Bias of the variance estimator

Due to the omitted variables, the variance estimator for the true variance of the confounding variables is biased. The uncertainty with regard to the estimation of the disturbance variables increases and the variance can no longer be estimated true to expectation . The following applies to the bias of the variance

{\ displaystyle \ operatorname {Bias} ({\ hat {\ sigma}} ^ {2}) = \ operatorname {E} ({\ hat {\ sigma}} ^ {2}) - \ sigma ^ {2} = {\ frac {{\ boldsymbol {\ gamma}} ^ {\ top} \ mathbf {Z} ^ {\ top} \ mathbf {M} \ mathbf {Z} {\ boldsymbol {\ gamma}}} {TK}} \ geq 0}

,

d. H. on average, the variance of the disturbance variables is systematically overestimated.

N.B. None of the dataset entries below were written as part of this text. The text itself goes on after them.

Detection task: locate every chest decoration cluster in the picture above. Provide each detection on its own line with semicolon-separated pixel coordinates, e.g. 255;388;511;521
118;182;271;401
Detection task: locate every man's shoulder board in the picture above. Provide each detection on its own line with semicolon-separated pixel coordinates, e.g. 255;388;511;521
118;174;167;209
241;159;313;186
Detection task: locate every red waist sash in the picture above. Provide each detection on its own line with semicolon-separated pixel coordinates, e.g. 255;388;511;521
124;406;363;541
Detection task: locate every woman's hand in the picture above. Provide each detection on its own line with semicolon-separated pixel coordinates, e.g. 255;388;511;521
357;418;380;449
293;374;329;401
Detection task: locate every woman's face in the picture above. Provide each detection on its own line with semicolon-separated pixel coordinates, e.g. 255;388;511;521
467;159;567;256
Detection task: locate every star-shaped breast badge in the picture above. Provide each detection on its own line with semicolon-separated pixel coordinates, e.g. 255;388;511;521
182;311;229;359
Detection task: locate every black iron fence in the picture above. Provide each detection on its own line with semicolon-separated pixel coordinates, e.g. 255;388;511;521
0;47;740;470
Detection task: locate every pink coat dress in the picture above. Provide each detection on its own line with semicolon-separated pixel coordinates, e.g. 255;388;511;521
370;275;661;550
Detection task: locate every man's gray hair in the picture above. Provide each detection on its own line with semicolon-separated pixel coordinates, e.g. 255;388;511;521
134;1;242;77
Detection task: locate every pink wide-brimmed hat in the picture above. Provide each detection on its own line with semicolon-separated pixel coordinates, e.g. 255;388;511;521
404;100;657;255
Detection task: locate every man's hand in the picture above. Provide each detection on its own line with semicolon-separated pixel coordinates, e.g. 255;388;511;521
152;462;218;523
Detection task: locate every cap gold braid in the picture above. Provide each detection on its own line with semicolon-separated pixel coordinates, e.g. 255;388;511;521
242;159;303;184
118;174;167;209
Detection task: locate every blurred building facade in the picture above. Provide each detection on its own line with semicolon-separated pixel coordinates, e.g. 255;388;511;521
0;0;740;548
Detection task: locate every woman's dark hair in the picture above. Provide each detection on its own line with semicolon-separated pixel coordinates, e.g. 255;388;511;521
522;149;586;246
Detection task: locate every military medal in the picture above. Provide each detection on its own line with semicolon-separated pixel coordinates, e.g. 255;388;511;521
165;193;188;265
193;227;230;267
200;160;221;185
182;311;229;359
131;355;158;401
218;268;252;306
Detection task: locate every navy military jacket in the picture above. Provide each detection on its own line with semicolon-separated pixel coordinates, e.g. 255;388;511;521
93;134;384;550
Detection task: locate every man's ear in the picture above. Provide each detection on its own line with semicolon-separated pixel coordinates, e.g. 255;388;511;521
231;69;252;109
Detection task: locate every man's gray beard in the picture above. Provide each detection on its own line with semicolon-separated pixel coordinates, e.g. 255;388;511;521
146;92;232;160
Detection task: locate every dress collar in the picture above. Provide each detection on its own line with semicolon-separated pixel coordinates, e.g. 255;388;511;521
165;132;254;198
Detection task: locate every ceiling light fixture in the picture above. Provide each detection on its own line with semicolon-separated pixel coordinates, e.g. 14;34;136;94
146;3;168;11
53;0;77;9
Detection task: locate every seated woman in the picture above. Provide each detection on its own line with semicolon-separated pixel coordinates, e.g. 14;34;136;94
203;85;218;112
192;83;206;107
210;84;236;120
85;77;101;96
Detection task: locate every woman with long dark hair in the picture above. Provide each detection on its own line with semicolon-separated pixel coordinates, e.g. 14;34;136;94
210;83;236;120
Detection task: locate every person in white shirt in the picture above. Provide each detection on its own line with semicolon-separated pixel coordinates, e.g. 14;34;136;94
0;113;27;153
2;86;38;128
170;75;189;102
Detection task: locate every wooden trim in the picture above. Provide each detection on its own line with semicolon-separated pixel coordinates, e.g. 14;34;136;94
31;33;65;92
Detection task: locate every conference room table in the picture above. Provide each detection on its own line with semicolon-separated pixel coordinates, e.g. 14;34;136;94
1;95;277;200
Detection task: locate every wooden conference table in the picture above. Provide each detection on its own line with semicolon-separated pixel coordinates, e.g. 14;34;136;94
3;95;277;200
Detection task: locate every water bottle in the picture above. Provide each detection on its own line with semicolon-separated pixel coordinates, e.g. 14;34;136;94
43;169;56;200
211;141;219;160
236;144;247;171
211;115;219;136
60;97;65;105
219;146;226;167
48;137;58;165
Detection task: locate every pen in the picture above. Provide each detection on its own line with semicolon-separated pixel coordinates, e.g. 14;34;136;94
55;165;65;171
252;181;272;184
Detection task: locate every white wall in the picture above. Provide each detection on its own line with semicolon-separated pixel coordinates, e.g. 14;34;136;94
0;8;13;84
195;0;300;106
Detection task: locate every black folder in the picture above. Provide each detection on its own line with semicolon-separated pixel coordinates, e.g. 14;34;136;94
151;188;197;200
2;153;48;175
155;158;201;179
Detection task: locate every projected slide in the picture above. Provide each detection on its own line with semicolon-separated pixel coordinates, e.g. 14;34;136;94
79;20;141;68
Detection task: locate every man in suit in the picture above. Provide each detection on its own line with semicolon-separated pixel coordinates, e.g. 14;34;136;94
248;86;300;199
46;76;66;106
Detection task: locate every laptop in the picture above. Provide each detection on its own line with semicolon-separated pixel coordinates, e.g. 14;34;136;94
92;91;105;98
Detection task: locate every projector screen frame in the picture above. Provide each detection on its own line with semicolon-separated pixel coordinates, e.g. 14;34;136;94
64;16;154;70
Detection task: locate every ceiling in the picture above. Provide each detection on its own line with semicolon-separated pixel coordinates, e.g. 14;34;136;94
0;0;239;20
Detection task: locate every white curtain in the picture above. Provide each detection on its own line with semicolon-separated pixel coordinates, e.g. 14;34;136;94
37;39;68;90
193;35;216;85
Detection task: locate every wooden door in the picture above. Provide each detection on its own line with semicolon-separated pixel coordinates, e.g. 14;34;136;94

Since the systematic error in the numerator has a quadratic form , it is positive.

Distortion of residuals

By omitting relevant variables, the residuals are no longer centered around zero

{\ displaystyle \ operatorname {E} ({\ boldsymbol {\ varepsilon}} ^ {*}) \ neq 0}

,

This can be interpreted in such a way that, on average, the true model is no longer estimated.

Individual evidence

^ ^A ^b Peter Hackl : Introduction to Econometrics. 2nd updated edition, Pearson Deutschland GmbH, 2008., ISBN 978-3-86894-156-2 , pp. 105 ff.

[:0-1] A ^b Peter Hackl : Introduction to Econometrics. 2nd updated edition, Pearson Deutschland GmbH, 2008., ISBN 978-3-86894-156-2 , pp. 105 ff.